Yeah, this is a definitely weird aspect of the Pi4, it's like it's magic. I suspect that what is going on is the realtek driver is somehow batching the IRQs, like it just wakes up every 1ms and handles all the packets all at once. By doing this, or something like that, it avoids a huge amount of overhead, and therefore can handle crazy high packet counts.
I wonder if someone puts USB3 NICs on an x86 if it does the same thing? or is it somehow ARM/broadcom CPU specific?
By comparison the Pi 4 just destroys it performance-wise, even with a Broadcom and dual Realtek USB3 NICs. In the same tests Pi's CPU barely wakes up at all: perhaps 5% sirq flat out on PPPoE/NAT at 941mpbs, and iperf3 tests routed between LANs you can't even tell it's doing anything.
I'd be more inclined to believe the reporting of some metrics is just broken and the number you see is wrong. But this is just a feeling, no proof.
I can try, but I only have USB dongles with ASIX chipsets, no Realtek USB dongles in this house as you probably remember from other discussions.
No need. As I mentioned, the IRQs are distributed amongst the cores on both platforms; as far as possible I like to compare apples with apples. On the Pi it's done with my own script, but as of 21.02.0 on the Intel box I didn't have to do anything: at boot the interrupts land by default on both cores; RX and TX for each queue on same core, the queue pairs on separate cores. This was not the case in 19.07. I haven't looked at the code, this seems to be a kernel thing. It is not done through affinities: the smp affinity remains the all-cores mask (in this case "3").
yeah if it was one device here and there I would, but for example all entries about PCEngines (both APU and ALIX) are still using the wrong version https://openwrt.org/toh/pcengines/start so I thought you were still working on that.
SPI chips are not the same on all boards. They are the same size but not always the same brand/model. Different batches of boards will get whatever is cheapest or most available at the time. Just like with a lot of other generic components (resistors, inductors and capacitors).
So I think other people should still use the normal command WITHOUT the -c "XXXXXXXXXXXXXX" and then if it fails should still do the manual check with their eyes and adjust the command to the chip in their own board.
Just forcing the SPI chip ID like that can be very bad if their board has a different chip.
I got a lone APU3 from the batches of simplewans I bought, and yes the same procedure as APU2 (with different BIOS image of course) works fine.
APU3 is not "better" it is just "optimized for LTE modems" aka 2 of the 3 mini pcie slots are wired with USB and it has two SIM slots (one for each mini pcie slot).
Everything else is the same as APU2.
APU4 is also the same as APU2 but with 4 ethernet ports, so this is easy to see from the back.
Yes that page has a link to the board schematics of the custom adapter for APU2/3/4.
The page for the custom adapter for APU1 has also the schematics https://pcengines.ch/lpc1aapu.htm
Reading the schematics you know how things are wired and what components you need.

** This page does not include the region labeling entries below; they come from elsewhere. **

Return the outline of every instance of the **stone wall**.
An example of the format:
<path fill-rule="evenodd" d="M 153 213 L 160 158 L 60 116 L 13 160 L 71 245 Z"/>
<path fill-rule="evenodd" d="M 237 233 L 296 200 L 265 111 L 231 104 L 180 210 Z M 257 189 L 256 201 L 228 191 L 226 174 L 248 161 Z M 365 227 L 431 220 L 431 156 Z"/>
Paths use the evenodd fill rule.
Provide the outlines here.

No it is not. Same sticker as all others in the batch. Production date was in 2017, and product number was SW302DA. Only difference was mac address
I also got a lone APU2D2, which is identical to the APU2C2 but with a slight board design rework "Reduce leakage current between V3 and V3A power rails (can cause problems with SD cards). Add options for better compatibility with LTE modem modules."
But this is 2 outliers for around 30 units I've opened, so I still think the bulk of them is APU2C2.
My current theory is that some odd boards were just sitting in PCEngines inventory when a large bulk order from Simplewan went through and so they were pressed into service to fulfill the order, since Simplewan isn't using the mini pcie slots anyway so for them there was no difference between them.
At least for pfSense, the storage requirements are indeed insane. A few years ago I wanted to quickly test something using pfSense running from a USB stick (ivy-bridge pentium g2020, 16 GB RAM, internal HDD disconnected, to keep its installed data safe) - it was unusable. Booting took ages, even once fully booted up, it remained extremely slow (and I had more than enough RAM to cache the entire USB stick). OpenWrt works just fine in a setup like that - and even full-blown desktop linux tends to run quite well from USB sticks, if there's enough RAM for caching (yes, you notice and want to use fast USB sticks, but even with slower ones it remains usable).
Yeah it's not particularly optimized, boot time is measured in minutes even on Sata SSD for FreBSD-based projects. Also FreeNAS/TrueNAS take a while to boot and it's just a NAS system with a web interface.
On the same hardware (a somewhat lousy Atom S1260 with 8GB of ECC ram) an OpenSUSE 15.3 Linux distro with similar services (ZFS storage array, web server, Syncthing, a few SMB shared folders) is up and running in less than 10 seconds.
Between this, the fail to do multicore routing properly (that results in Linux-based firewalls eating their lunch and dinner with more than double the performance), and the extremely pickyness on hardware I'm not a fan of anything based on *BSD.
Yes they have a much more web polished interface, but boy they run bad.